Sadece birkaç kontrollü bilimsel çalışma, ilaçların hamilelik sırasında kullanımının güvenli olup olmadığını ele aldığından, doktorlar hamile bir kadına antibiyotik reçete edip etmeme konusunda karar vermek için genellikle hayvan araştırmalarından ve uygulamadaki toplu deneyimden elde edilen verilere güvenirler. 1979’da Gıda ve İlaç Dairesi (FDA), anti-enfektifler de dahil olmak üzere, doğmamış bir çocuk üzerinde zararlı etkileri olma potansiyellerine göre ilaçlar için bir sınıflandırma sistemi geliştirdi:
Kategori A
Kadınlarda yapılan kontrollü çalışmalar, ilk trimesterde fetüs için bir risk göstermemiştir. Daha sonraki trimesterlerde risk kanıtı yoktur. Fetal zarar olasılığı uzak görünüyor.
Kategori B
Hayvan üreme çalışmaları fetal risk göstermemiştir, ancak hamile kadınlarda kontrollü çalışma yoktur. Hayvan üreme çalışmaları ters bir etki göstermiştir, ancak ilk trimesterde kadınlar üzerinde yapılan kontrollü çalışmalarda doğrulanmamıştır ve sonraki trimesterlerde risk kanıtı yoktur.
Kategori C
Hayvanlarda yapılan çalışmalarda fetüs üzerinde olumsuz etkiler (anormalliklere veya ölüme neden olan) ortaya konmuştur ve kadınlarda kontrollü çalışmalar veya kadınlarda ve hayvanlarda çalışmalar mevcut değildir. Bu kategorideki ilaçlar, ancak potansiyel yarar, fetusa yönelik potansiyel riske ağır basıyorsa verilmelidir.
Kategori D
İnsanda fetal riske ilişkin olumlu kanıtlar vardır, ancak riske rağmen hamile kadınlarda kullanımın yararları kabul edilebilir – örneğin ilaca yaşamı tehdit eden bir durumda veya daha güvenli ilaçların bulunduğu ciddi bir hastalık için ihtiyaç duyulursa kullanılamaz veya etkisizdir.
Kategori X
Hayvanlarda veya insanlarda yapılan çalışmalar fetal anormallikler göstermiştir, insan deneyimine veya her ikisine dayalı olarak fetal risk kanıtı vardır. İlacın hamile kadınlarda kullanım riski, olası herhangi bir faydadan açıkça daha ağır basmaktadır. İlaç hamile olan veya hamile olabilecek kadınlar tarafından kullanılmamalıdır.

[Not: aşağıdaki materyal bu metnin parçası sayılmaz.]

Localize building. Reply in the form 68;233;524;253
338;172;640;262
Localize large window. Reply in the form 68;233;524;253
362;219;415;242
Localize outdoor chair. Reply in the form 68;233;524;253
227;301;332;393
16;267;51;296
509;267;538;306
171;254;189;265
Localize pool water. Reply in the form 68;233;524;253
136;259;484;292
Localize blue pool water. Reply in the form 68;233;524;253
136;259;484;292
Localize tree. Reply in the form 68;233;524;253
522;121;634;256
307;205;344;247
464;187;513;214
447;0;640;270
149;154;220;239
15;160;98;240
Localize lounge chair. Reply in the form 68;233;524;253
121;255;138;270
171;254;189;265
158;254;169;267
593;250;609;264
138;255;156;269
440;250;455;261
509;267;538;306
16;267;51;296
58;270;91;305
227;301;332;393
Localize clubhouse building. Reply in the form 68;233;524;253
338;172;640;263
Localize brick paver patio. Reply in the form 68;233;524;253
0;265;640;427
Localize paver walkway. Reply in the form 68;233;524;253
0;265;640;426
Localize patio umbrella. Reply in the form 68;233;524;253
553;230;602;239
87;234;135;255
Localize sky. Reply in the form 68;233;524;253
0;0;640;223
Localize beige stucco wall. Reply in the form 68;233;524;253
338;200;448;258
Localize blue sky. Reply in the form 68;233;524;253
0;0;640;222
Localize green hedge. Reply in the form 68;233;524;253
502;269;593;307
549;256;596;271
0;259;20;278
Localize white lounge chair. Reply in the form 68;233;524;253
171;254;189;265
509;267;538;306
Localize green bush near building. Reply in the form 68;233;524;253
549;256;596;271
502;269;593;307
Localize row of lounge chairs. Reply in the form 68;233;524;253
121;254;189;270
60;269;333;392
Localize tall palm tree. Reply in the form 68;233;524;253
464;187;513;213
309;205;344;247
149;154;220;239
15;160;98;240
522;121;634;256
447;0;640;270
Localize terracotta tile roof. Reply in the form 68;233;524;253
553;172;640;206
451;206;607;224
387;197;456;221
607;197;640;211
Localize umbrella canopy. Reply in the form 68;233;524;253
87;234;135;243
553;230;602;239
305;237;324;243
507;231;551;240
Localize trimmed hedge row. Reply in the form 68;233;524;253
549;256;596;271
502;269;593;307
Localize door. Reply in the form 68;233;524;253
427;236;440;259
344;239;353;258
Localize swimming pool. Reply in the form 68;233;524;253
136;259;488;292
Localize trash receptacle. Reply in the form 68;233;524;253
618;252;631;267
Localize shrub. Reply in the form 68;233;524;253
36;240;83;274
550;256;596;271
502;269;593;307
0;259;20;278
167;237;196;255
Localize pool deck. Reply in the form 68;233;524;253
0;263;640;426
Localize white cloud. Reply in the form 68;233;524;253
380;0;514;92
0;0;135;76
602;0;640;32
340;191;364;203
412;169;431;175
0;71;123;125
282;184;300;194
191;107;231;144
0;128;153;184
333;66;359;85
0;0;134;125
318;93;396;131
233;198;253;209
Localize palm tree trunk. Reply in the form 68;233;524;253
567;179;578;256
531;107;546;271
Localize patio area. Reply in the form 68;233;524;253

İşte hamilelik sırasında antibiyotik kullanımına ilişkin birkaç genel kural:
- Antibiyotiklerin çoğu kontrollü çalışmalarda incelenmediğinden, çoğu güvenli antibiyotik FDA Kategori B olarak sınıflandırılır.
- Genel olarak, doğmamış bebeklerin en çok olgunlaşmamış oldukları, yani organları ve dokuları henüz gelişmeye başladığı zaman (gebeliğin ilk üç ayı) zarar görme olasılığı yüksektir. Bunun bir istisnası, Septra veya Bactrim ilacında başka bir antibiyotik olan trimetoprim ile birlikte üriner veya diğer enfeksiyonlar için yaygın olarak kullanılan sülfa antibiyotiklerinin kullanılmasıdır. Septra doğumsal anormalliklere neden olmaz ve hamileliğin erken döneminde kullanılması güvenlidir, ancak yenidoğanlarda sarılığa neden olabilir. Genellikle hamilelikte daha sonra kullanılmaz.
- Bir antibiyotik seçiminin, hedeflenen organizma, direnç olasılığı ve hamilelik ve emzirme üzerindeki olumsuz etki potansiyeli dahil olmak üzere birçok faktöre bağlı olduğunu hatırlamak önemlidir. Çok az ilaç her durumda kesinlikle kontrendikedir. Aynı şekilde, çok az ilaç evrensel olarak uygundur. Doktorunuz kendi özel antibiyotik seçimini açıklayabilmeli ve kullanımının risk ve faydalarını dengelemenize yardımcı olabilmelidir.